Gesù, che pantaloni! Maria, che vestito! Cristo e la Madonna negli spot si può

di Redazione Blitz
Pubblicato il 30 gennaio 2018 15:17 | Ultimo aggiornamento: 30 gennaio 2018 15:19
Lituania condannata dalla Corte Ue per la multa allo spot con Gesù e Maria

Gesù e Maria nella pubblicità? Corte Ue: si può. E condanna chi multa come la Lituania

ROMA – Gesù, che pantaloni! Maria, che vestito! Si può, si può mettere Gesù e Maria, Cristo e la Madonna e le relativi immagini in uno spot pubblicitario (a condizione ovviamente non sia lo spot e le immagini offensive o blasfeme nei confronti del simboli religiosi). La Corte europea dei diritti umani legittima e difende l’uso di simboli religiosi nelle pubblicità, e condanna la Lituania per aver multato un’azienda che si è servita di Gesù e Maria su poster e internet per vendere vestiti. Secondo i giudici la multa inflitta per aver “offeso la morale pubblica” ha violato il diritto alla libertà d’espressione dell’azienda.

I fatti risalgono al 2012 quando una società lituana che produce vestiti lancia una campagna pubblicitaria utilizzando la foto di un uomo e una donna con l’aureola, lui in jeans e tatuato, lei con un vestito bianco e una collana di perline, accompagnati dalle frasi “Gesù, che pantaloni!”, “Cara Maria, che vestito!” e “Gesù e Maria, cosa indossate!”. Le pubblicità hanno innescato una serie di proteste inviate all’Agenzia nazionale per la difesa dei diritti dei consumatori.

Quest’ultima dopo aver domandato l’opinione dell’organo autoregolamentato degli specialisti di pubblicità e della conferenza episcopale lituane ha concluso che le pubblicità non rispettavano la religione e quindi erano una violazione della morale pubblica e ha imposto all’azienda una multa di 580 euro.

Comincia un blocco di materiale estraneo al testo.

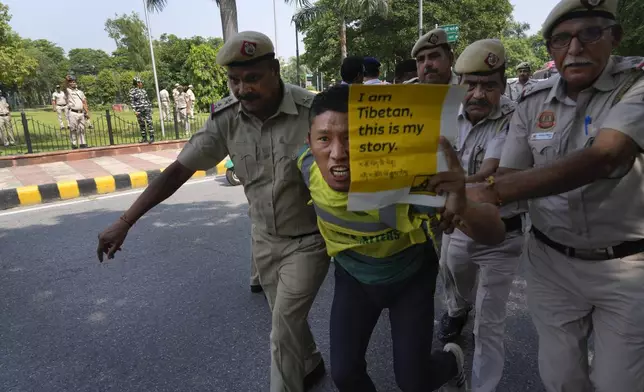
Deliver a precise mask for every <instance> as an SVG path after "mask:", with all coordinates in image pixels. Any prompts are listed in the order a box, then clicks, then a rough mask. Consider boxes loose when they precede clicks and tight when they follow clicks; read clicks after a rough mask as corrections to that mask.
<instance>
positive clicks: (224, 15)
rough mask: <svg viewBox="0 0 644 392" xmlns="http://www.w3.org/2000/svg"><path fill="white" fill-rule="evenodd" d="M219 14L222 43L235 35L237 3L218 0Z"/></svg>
mask: <svg viewBox="0 0 644 392" xmlns="http://www.w3.org/2000/svg"><path fill="white" fill-rule="evenodd" d="M219 14H220V15H221V31H222V32H223V33H224V42H226V41H228V38H230V37H231V36H233V35H235V34H237V31H238V29H237V3H236V2H235V0H220V1H219Z"/></svg>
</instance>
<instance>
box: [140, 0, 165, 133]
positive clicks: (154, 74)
mask: <svg viewBox="0 0 644 392" xmlns="http://www.w3.org/2000/svg"><path fill="white" fill-rule="evenodd" d="M142 1H143V11H144V12H145V26H146V27H147V28H148V40H149V41H150V55H151V56H152V73H153V74H154V87H155V88H156V91H157V104H158V105H159V122H160V123H161V135H163V138H164V139H165V125H164V124H163V113H162V110H163V109H162V108H161V96H160V94H159V79H157V65H156V63H155V61H154V47H153V46H152V32H151V31H150V19H149V18H148V7H147V6H146V4H145V0H142Z"/></svg>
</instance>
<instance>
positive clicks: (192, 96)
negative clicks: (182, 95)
mask: <svg viewBox="0 0 644 392" xmlns="http://www.w3.org/2000/svg"><path fill="white" fill-rule="evenodd" d="M193 88H194V87H193V86H192V85H189V86H188V91H186V95H187V96H188V100H189V101H190V105H189V109H188V116H189V117H190V119H191V120H194V118H195V106H196V105H197V102H196V101H197V97H195V93H194V92H193V91H192V89H193Z"/></svg>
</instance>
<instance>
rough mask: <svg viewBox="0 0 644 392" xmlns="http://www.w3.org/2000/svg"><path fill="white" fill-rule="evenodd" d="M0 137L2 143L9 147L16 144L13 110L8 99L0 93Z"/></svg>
mask: <svg viewBox="0 0 644 392" xmlns="http://www.w3.org/2000/svg"><path fill="white" fill-rule="evenodd" d="M0 138H2V144H3V145H4V146H5V147H7V146H9V145H14V144H16V139H15V138H14V136H13V125H12V123H11V110H10V108H9V103H8V102H7V99H6V98H5V97H3V96H1V95H0Z"/></svg>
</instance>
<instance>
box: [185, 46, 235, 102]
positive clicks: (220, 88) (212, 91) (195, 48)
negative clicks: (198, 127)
mask: <svg viewBox="0 0 644 392" xmlns="http://www.w3.org/2000/svg"><path fill="white" fill-rule="evenodd" d="M218 51H219V48H216V49H213V48H212V47H211V46H210V45H207V44H201V45H196V46H193V47H192V48H191V49H190V53H189V54H188V58H187V59H186V69H187V70H188V78H189V80H190V81H191V84H192V85H194V88H195V89H194V93H195V96H196V97H197V108H198V109H200V110H208V109H209V108H210V104H212V103H215V102H217V101H219V100H220V99H221V98H223V97H224V96H225V95H226V94H227V93H228V86H227V80H228V78H227V76H226V71H225V70H224V68H223V67H220V66H219V65H217V62H216V59H217V53H218Z"/></svg>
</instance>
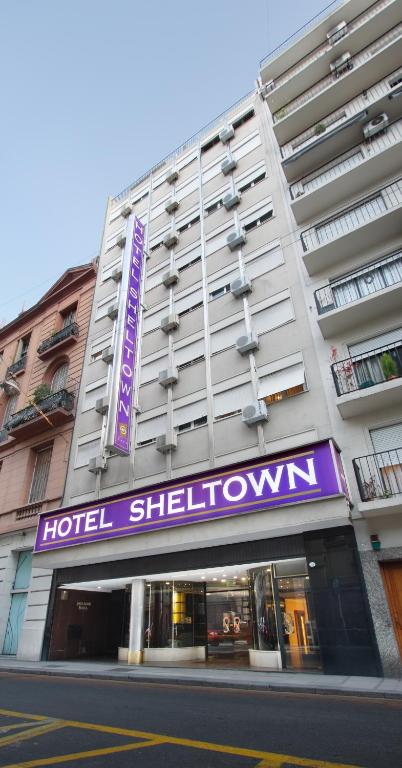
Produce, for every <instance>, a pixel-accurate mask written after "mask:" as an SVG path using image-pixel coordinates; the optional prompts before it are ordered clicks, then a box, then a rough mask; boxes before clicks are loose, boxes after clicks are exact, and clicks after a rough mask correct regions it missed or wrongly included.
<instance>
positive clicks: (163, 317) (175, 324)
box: [161, 312, 179, 333]
mask: <svg viewBox="0 0 402 768" xmlns="http://www.w3.org/2000/svg"><path fill="white" fill-rule="evenodd" d="M178 327H179V317H178V315H176V313H175V312H172V313H171V314H170V315H167V316H166V317H162V320H161V330H162V331H164V332H165V333H170V331H174V330H175V329H176V328H178Z"/></svg>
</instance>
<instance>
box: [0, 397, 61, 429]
mask: <svg viewBox="0 0 402 768" xmlns="http://www.w3.org/2000/svg"><path fill="white" fill-rule="evenodd" d="M56 408H64V410H66V411H72V410H73V408H74V394H73V392H70V391H68V390H67V389H61V390H60V391H59V392H52V393H51V394H50V395H48V396H47V397H44V398H43V399H42V400H38V402H37V403H35V405H28V406H27V407H26V408H23V409H22V410H21V411H17V412H16V413H14V414H13V415H12V416H11V418H10V419H9V420H8V421H7V423H6V424H4V428H5V429H6V430H7V431H8V432H10V430H12V429H16V428H17V427H20V426H21V425H22V424H26V423H27V422H29V421H33V419H37V418H38V417H40V416H41V414H40V411H42V413H45V414H50V413H52V411H54V410H56Z"/></svg>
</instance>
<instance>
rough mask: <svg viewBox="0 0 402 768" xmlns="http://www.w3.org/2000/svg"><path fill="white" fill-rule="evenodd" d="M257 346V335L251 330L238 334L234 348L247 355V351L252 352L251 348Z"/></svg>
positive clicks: (247, 352)
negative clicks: (238, 335) (245, 332)
mask: <svg viewBox="0 0 402 768" xmlns="http://www.w3.org/2000/svg"><path fill="white" fill-rule="evenodd" d="M259 346H260V344H259V341H258V335H257V334H256V332H255V331H251V333H248V334H246V335H245V336H239V338H238V339H237V341H236V349H237V351H238V352H240V354H241V355H247V353H248V352H253V350H254V349H258V348H259Z"/></svg>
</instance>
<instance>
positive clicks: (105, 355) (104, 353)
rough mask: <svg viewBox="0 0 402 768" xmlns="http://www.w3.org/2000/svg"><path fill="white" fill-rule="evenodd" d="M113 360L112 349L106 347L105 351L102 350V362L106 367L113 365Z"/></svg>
mask: <svg viewBox="0 0 402 768" xmlns="http://www.w3.org/2000/svg"><path fill="white" fill-rule="evenodd" d="M113 358H114V349H113V347H106V348H105V349H102V360H103V362H104V363H107V365H110V363H113Z"/></svg>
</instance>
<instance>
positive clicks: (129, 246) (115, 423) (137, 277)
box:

Nella sentenza odierna, che diverrà definitiva tra 3 mesi se le parti non faranno appello, i giudici affermano che le autorità nazionali hanno un ampio margine di manovra su questioni simili in particolare in casi che riguardano un uso commerciale dei simboli religiosi.

Tuttavia i togati evidenziano che le pubblicità in questione “non sembrano essere gratuitamente offensive o profane” e “non incitano all’odio”, e che quindi le autorità sono tenute a fornire ragioni rilevanti e sufficienti sul perché nonostante questo sarebbero contrarie alla morale pubblica. Invece in questo caso le ragioni date dalle autorità “sono vaghe e non spiegano con sufficiente esattezza perché il riferimento nelle pubblicità a simboli religiosi era offensivo”.

In particolare, la Corte critica le autorità per aver giudicato che le pubblicità “promuovevano uno stile di vita incompatibile con i principi di una persona religiosa” senza spiegare quale fosse lo stile di vita incoraggiato e come le foto e le didascalie in questione lo stessero favorendo. I giudici sono anche critici sul fatto che il solo gruppo religioso consultato per giudicare del caso sia stato quello cattolico.

Sembra passata un’era geologica da quando, nei primi anni ’70, i Jesus jeans menavano scandalo con i manifesti di Oliviero Toscani ((“Chi mi ama mi segua”, o “Non avrai altro jeans all’infuori di me”, ammiccavano due natiche in bella mostra strizzate nel denim reclamizzato) e di cui, lucidamente, Pasolini segnalava sul Corriere della Sera il valore rivoluzionario dello slogan. Che conteneva una espressività sì stereotipata (dunque all’opposto dell’espressione) ma anche lo scacco matto alle pretese normative della Chiesa.

Di questi mesi invece è la pubblicità in Italia che sponsorizza “idealista”, sito online per le ricerche immobiliari: in questo caso un Giuseppe e Maria con figlio a carico, normalissimi, ma vestiti come nel presepe, cercano casa. Nulla di meno scandaloso.